As ever for regulated utilities, the allowed weighted average cost of capital (Wacc) has been a pivotal factor in the regulatory settlement. In this case, National Grid decided to do business with Ofgem on Wacc numbers, which ranged from 4.55 per cent for the electricity transmission business to 4.24 per cent for the gas distribution business.

No doubt the water companies will be studying these Wacc assumptions with diligence as their next review period looms. In fact, Ofgem’s Wacc assumptions are in the same ballpark as those of Ofwat back in 2009.

More recently, the Civil Aviation Authority (CAA) published some initial thoughts in setting price limits for the UK’s leading airports, including Heathrow. Despite the polarised views between Heathrow’s owners and its airline customers, the eventual ruling will be relevant for future utility Wacc assumptions.

Looking forward, National Grid has declared three priorities.

First, it seeks to deliver its investment programme as efficiently as possible. Given its vast size – notwithstanding the many uncertainties – this will present a formidable challenge.

Second, it will be driving its performance to meet UK regulatory targets and assumptions, and presumably aiming to outperform them.

Third, the company is determined to build on its US plans in various eastern seaboard states, with the raising of customer service being a particular priority.

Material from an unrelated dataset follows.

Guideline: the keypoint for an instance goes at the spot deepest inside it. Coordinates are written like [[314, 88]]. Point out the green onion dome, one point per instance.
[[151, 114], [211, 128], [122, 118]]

National Grid has received various brickbats for the unimpressive returns from its US operations, where the regulatory regimes vary from state to state. The duration periods are generally far shorter, and with more consumer input. There have been some suggestions that either National Grid will sell its US operations or partially demerge them.

The reality, though, is that its US operations have recovered over the past two years and the paramount issue for National Grid has been to secure good numbers for the all-important UK review. Job done.

For a company whose share price is seldom a major mover – stable returns and lack of takeover speculation being obvious reasons – the recent share price surge has been unusual. However, many discerning investors will have worked out that there is latent demand for stocks that embody National Grid’s characteristics.

After all, ten-year gilts are currently yielding a measly c2 per cent, which is welcome news for the UK’s debt office charged with financing annual public deficits in excess of £100 billion. For investors, though, unless you are highly risk-adverse, such yields are hardly tempting, especially now that National Grid’s reaffirmed dividend policy promises far higher running yields.

In fact, there are very few suitable investment opportunities, with low construction and operational risk, which can draw in investors seeking to offset their deferred pension liabilities with long-term, low risk dividend flows that are comfortably above those from gilts. But it would be wrong to conclude that everything is rosy in National Grid’s garden.

Political risk is a feature, although an incoming Labour government is very unlikely to re-run National Grid’s regulatory settlement prior to 2021 even if it scraps Ofgem. In any event, National Grid’s impact on consumer electricity prices is modest when set against rising gas prices. Furthermore, it is widely accepted that National Grid’s UK electricity transmission business is crucial to rolling out green energy projects. These are already struggling due to political and regulatory uncertainty, which makes fundraising challenging.

In the US, the company has unfinished regulatory business and reverses there would not be unexpected.

At the operational level, National Grid will need to work hard to control its operation cost base, along with assiduous management of its net debt. The latter, at over £21 billion, is indisputably high but is heavily underpinned by future revenues. Interest rates may rise at some time, and almost certainly well before March 2021.

Other unexpected events – tornados, hurricanes and a prolonged bout of snow – can readily occur, which may cause National Grid short-term concerns. Currently, though, the company is really relishing the “meal deal” that Ofgem has served up.

Nigel Hawkins is a director of Nigel Hawkins Associates, which undertakes investment and policy research

This article first appeared in Utility Week’s print edition of 7th June 2013.